Abdullah Öcalan führte von der Gründung der PKK 1978 bis zu seiner völkerrechtswidrigen Verschleppung aus Kenia auf die türkische Gefängnisinsel Imrali am 15. Februar 1999 den kurdischen Befreiungskampf an. Er gilt nach wie vor als führender Stratege und wichtigster politischer Repräsentant der kurdischen Freiheitsbewegung. Seine in Isolationshaft verfassten Gefängnisschriften, in denen er den Paradigmenwechsel der PKK von einer nationalen Befreiungspartei hin zu einer radikaldemokratischen, multiethnischen und politisch offenen Basisbewegung für den gesamten Mittleren Osten anstieß und die politische Philosophie des Demokratischen Konföderalismus begründete, haben seit 1999 weltweit große Beachtung gefunden. Foto © ANF
Türkische Narrative im Podcast der ARD
Kamen in diesen beiden Beiträgen also auch Betroffene zu Wort, vermisst man dies im gestern veröffentlichten Podcast der ARD. Unter dem Titel „Türkei und PKK: Gibt es Hoffnung auf einen Friedensprozess?“ verbreitet Uwe Lueb, Korrespondent im ARD-Studio Istanbul einseitig türkische Propaganda. Er berichtet zunächst über den Besuch der DEM-Delegation auf Imrali. Dabei legt er den Zuhörer:innen gleich nahe, um wen es sich seiner Ansicht nach bei Abdullah Öcalan handelt: „Wir reden hier über einen Hochkriminellen, einen Verbrecher, einen Terroristenführer.“
Im Folgenden unternimmt er dann den Versuch, über die Geschichte und die Ziele der PKK zu „informieren“. Immer wieder werden Schlagzeilen über vergangene PKK-Operationen zitiert und damit der militärische Kampf in den Vordergrund gestellt. Weiter geht es dann mit der Wiederholung der türkischen Erzählung von angeblichen Verschleppungen kurdischer Jugendlicher seitens der PKK. Schließlich kommt man auf die DAANES zu sprechen, wo sich „eine Art Selbstverwaltung“ etabliert habe. Betont wird das „türkische Sicherheitsinteresse“ als Rechtfertigung der Angriffe der von der Türkei unterstützten dschihadistischen Milizen. Abschließend versteigt sich Lueb zu der Behauptung, Öcalan habe verstanden, „dass die PKK mit ihrem Kampf am Ende ist“ und man „nichts erreicht“ habe.

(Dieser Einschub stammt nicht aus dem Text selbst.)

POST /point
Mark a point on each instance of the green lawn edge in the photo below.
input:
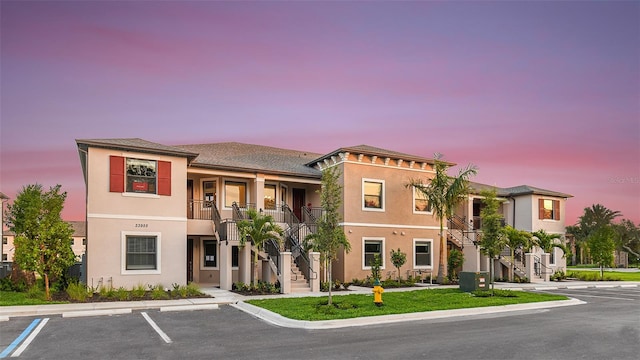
(361, 305)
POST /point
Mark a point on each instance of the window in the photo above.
(371, 248)
(373, 194)
(422, 254)
(209, 193)
(548, 209)
(234, 256)
(139, 176)
(420, 202)
(141, 252)
(235, 192)
(210, 253)
(269, 197)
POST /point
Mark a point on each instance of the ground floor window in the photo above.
(422, 254)
(371, 248)
(142, 253)
(210, 253)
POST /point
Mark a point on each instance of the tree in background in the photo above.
(259, 229)
(330, 236)
(493, 238)
(515, 239)
(398, 258)
(593, 218)
(444, 193)
(42, 239)
(601, 246)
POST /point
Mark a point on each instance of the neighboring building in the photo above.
(78, 241)
(160, 214)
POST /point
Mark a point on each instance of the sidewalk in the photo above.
(224, 297)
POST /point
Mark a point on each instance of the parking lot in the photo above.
(607, 326)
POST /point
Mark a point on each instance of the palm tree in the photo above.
(444, 193)
(515, 239)
(259, 229)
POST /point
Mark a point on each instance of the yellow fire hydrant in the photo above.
(377, 293)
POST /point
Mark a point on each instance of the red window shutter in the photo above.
(164, 178)
(116, 174)
(540, 209)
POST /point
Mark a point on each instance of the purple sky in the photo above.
(539, 93)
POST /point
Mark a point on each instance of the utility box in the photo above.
(472, 281)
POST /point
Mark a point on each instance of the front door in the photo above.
(298, 202)
(189, 260)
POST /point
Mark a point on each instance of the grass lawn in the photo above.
(359, 305)
(10, 298)
(611, 275)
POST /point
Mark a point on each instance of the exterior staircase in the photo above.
(298, 283)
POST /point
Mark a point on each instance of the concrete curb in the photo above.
(279, 320)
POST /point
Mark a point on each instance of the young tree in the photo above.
(444, 193)
(398, 258)
(514, 239)
(330, 236)
(42, 239)
(259, 229)
(601, 246)
(493, 239)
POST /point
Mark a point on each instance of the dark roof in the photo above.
(248, 157)
(520, 190)
(372, 150)
(135, 144)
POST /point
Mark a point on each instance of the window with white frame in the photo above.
(141, 252)
(209, 254)
(372, 246)
(420, 202)
(235, 191)
(269, 197)
(209, 193)
(372, 194)
(141, 175)
(423, 255)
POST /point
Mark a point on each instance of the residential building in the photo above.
(159, 214)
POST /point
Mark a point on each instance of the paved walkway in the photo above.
(223, 297)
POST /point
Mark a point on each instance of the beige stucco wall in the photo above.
(111, 216)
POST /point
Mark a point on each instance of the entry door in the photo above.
(298, 202)
(189, 260)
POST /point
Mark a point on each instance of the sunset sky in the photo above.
(539, 93)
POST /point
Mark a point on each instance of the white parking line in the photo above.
(28, 340)
(155, 327)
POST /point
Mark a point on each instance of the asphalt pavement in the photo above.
(223, 297)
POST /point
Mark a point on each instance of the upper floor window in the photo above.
(373, 194)
(548, 209)
(235, 192)
(209, 193)
(420, 202)
(134, 175)
(373, 247)
(269, 197)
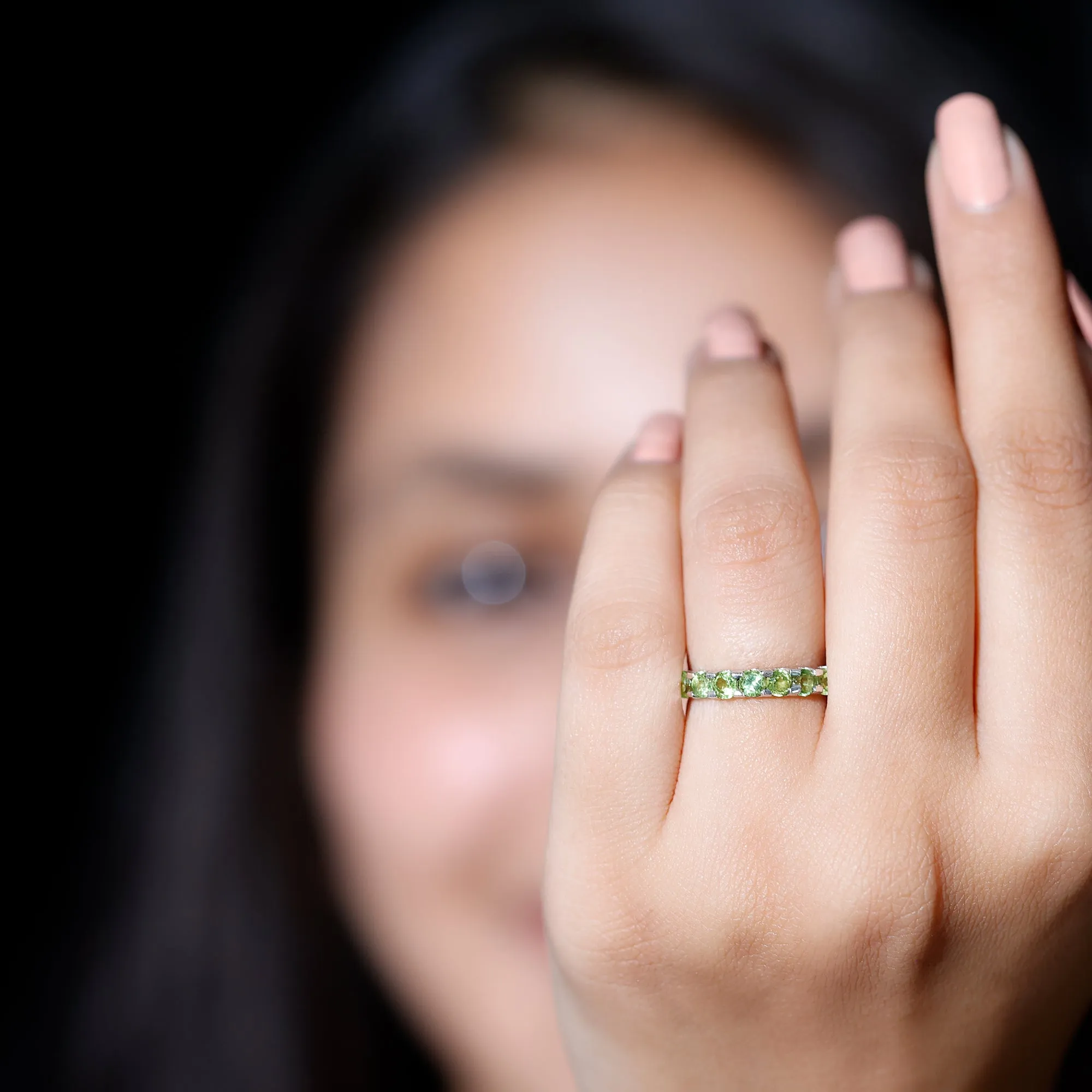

Selbst wenn man in Betracht zieht, dass Auslandskorrespondenten in Istanbul immer Gefahr laufen, ihre Akkreditierung zu verlieren, wenn sie dem Regime in Ankara nicht nach dem Mund reden, ist die Verbreitung eines derartigen von Falschbehauptungen, Verleumdungen und der Wiederholung türkischer Narrative strotzenden Podcasts, schon erbärmlich.
Deutschen Medienvertreter:innen sei empfohlen, endlich die vielfältigen Angebote der auch in Europa präsenten kurdischen Bewegung zu nutzen und die jahrzehntelang kolportierten Legenden um die PKK zu entrümpeln.